Au commissariat de la rue du Mail où on l’a conduit, Villain déclare : « Je reconnais avoir tué M. Jaurès. Je l’ai aperçu dans le café de la rue Montmartre. De la main gauche, j’ai écarté le rideau et, de la main droite, j’ai tiré deux coups de revolver. Si j’ai agi ainsi, c’est que j’estime que Jaurès a trahi son pays en combattant la loi de trois ans et qu’il faut punir les traîtres. »
Le préfet de police de Paris, Hennion, téléphone à Malvy, ministre de l’Intérieur :
— Nous allons avoir la révolution à Paris dans les trois heures.
Paris ne bougera pas. Au matin du 1er août, on verra même Léon Jouhaux se rallier, au nom de la CGT, à l’Union sacrée… Le directeur de la police municipale, Guichard, remarquera : « L’assassinat de M. Jaurès n’a causé dans les esprits qu’une émotion relative. Les ouvriers, les commerçants, les bourgeois sont surpris douloureusement mais s’entretiennent beaucoup plus de l’état actuel de l’Europe. Ils semblent considérer la mort de Jaurès comme liée aux événements actuels, beaucoup plus dramatiques. »
Le procès de Raoul Villain s’ouvrira le 24 mars 1919. Villain a demandé que comparaissent trois témoins de moralité : Marc Sangnier, Marcel Villain (son frère) et Renault de Chaumont-Quitry, ancien président de la Ligue des Jeunes Amis de l’Alsace-Lorraine. Le 29 mars, les jurés – par douze voix contre une – déclarent que Villain n’est pas coupable d’avoir commis un homicide volontaire sur la personne de Jaurès. En clair : Raoul Villain est acquitté.

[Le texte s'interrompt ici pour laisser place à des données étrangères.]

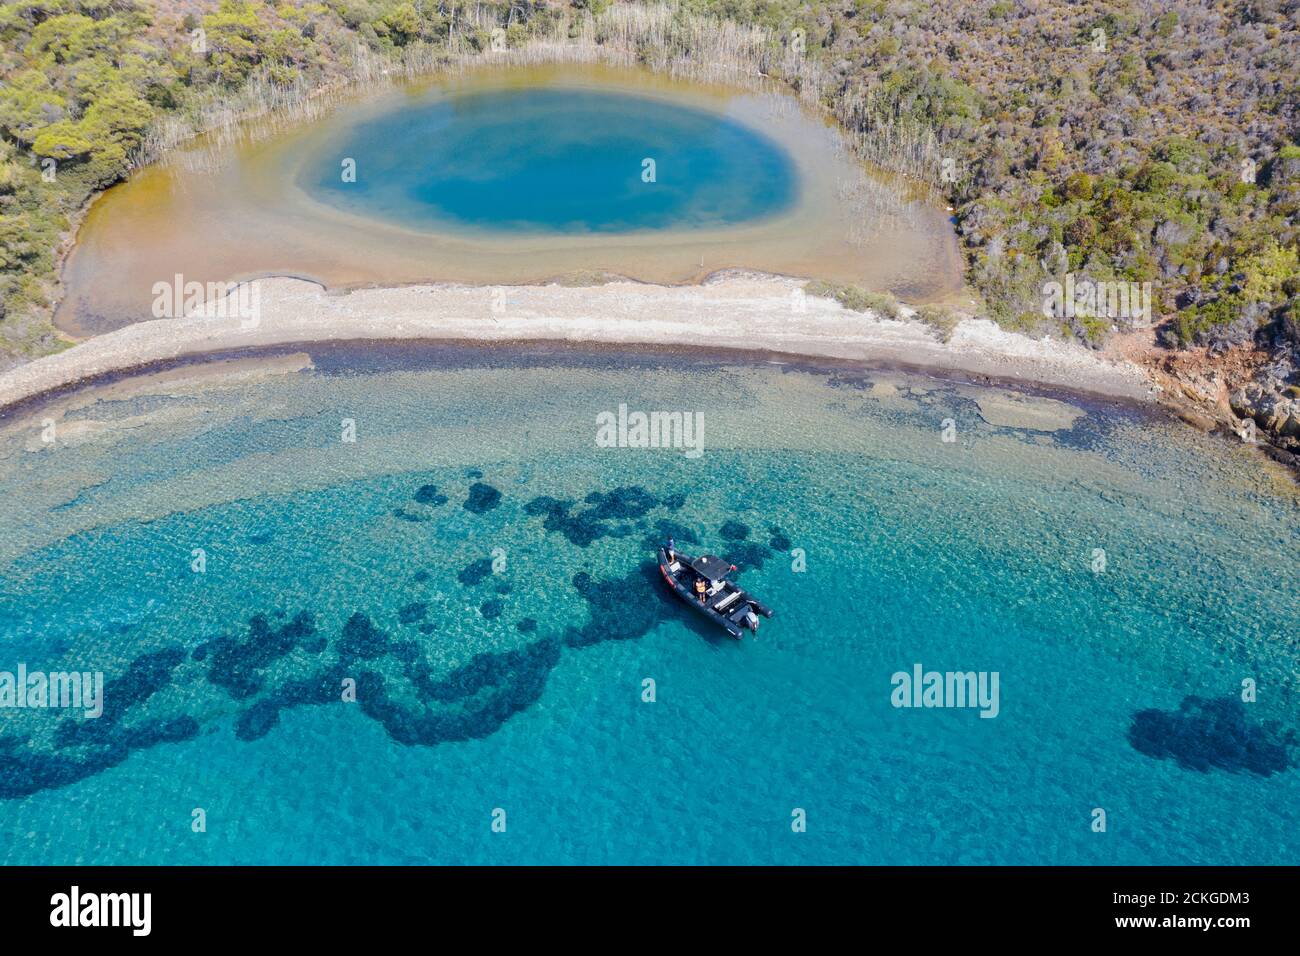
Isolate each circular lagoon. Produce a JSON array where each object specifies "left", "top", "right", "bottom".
[
  {"left": 56, "top": 65, "right": 966, "bottom": 336},
  {"left": 304, "top": 87, "right": 799, "bottom": 234}
]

A la sortie du Dépôt, Marcel Villain et Marc Sangnier l’attendent (5). Plus tard, plus ou moins caché à Paris, Villain prend le nom de René Alba. Le 19 juillet 1920 – sans doute piégé par des socialistes qui l’ont fait approcher par de louches individus – Villain est arrêté. Accusé de « trafic de monnaie divisionnaire », il reste en prison jusqu’en octobre (6).
En 1932, on retrouve la trace de Villain à Ibiza où il fait la connaissance de Paul-René Gauguin (7), le petit-fils du peintre. A San Vicente, il se fait construire une maison. Dans la ville, il passe plus ou moins pour un « simple » et il s’en faut de peu que les gamins ne lui jettent des pierres. C’est une lente dérive. Il ne se lave plus, traîne la savate, mange ce qu’il trouve.

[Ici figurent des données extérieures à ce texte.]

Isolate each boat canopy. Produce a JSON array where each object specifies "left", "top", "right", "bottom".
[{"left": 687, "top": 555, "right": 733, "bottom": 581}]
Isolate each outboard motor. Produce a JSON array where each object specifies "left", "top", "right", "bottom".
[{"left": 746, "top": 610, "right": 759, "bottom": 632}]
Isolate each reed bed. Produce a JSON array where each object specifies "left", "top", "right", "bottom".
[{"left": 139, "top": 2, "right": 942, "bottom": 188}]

En juillet 1936, la guerre civile éclate en juillet. Des milliers de soldats « républicains » débarquent à Ibiza et se livrent à la chasse à l’homme, s’acharnant plus particulièrement sur les prêtres. Un matin, des miliciens communistes viennent chercher Raoul chez lui. Ils l’entraînent vers la plage.
Les témoins – à vrai dire les témoins auditifs, personne ne s’étant risqué à aller voir ce qui se passait – entendront deux coups de feu. Le lendemain, les miliciens ont disparu. Sur la plage, Raoul Villain est étendu. Mort.
On n’a jamais su si les Rouges avaient voulu tuer « l’étranger » qui avait dressé une grande croix derrière sa maison ou voulu punir, en connaissance de cause, l’assassin de Jaurès.
(1) Il faut signaler que la mère de Gustave Villain, la grand-mère paternelle de Raoul, donc, était elle aussi largement « dérangée ».
(2) Après avoir été franc-maçon et radical socialiste, Téry était devenu anti-franc-maçon et anti-républicain. Après la guerre de 14-18, il redeviendra violemment… pacifiste. Avant-guerre, il anime l’hebdomadaire L’Œuvre avec Urbain Gohier.
(3) Syndicaliste révolutionnaire, animateur de journaux insurrectionnels, Le Père Peinard, La Sociale, Emile Pouget était alors secrétaire général adjoint de la CGT.
(4) Mais une seule balle atteindra le leader socialiste.
(5) Villain passera cette nuit-là chez Marc Sangnier, boulevard Raspail.
(6) Il sera condamné à cent francs d’amende.
(7) Paul-René Gauguin était communiste.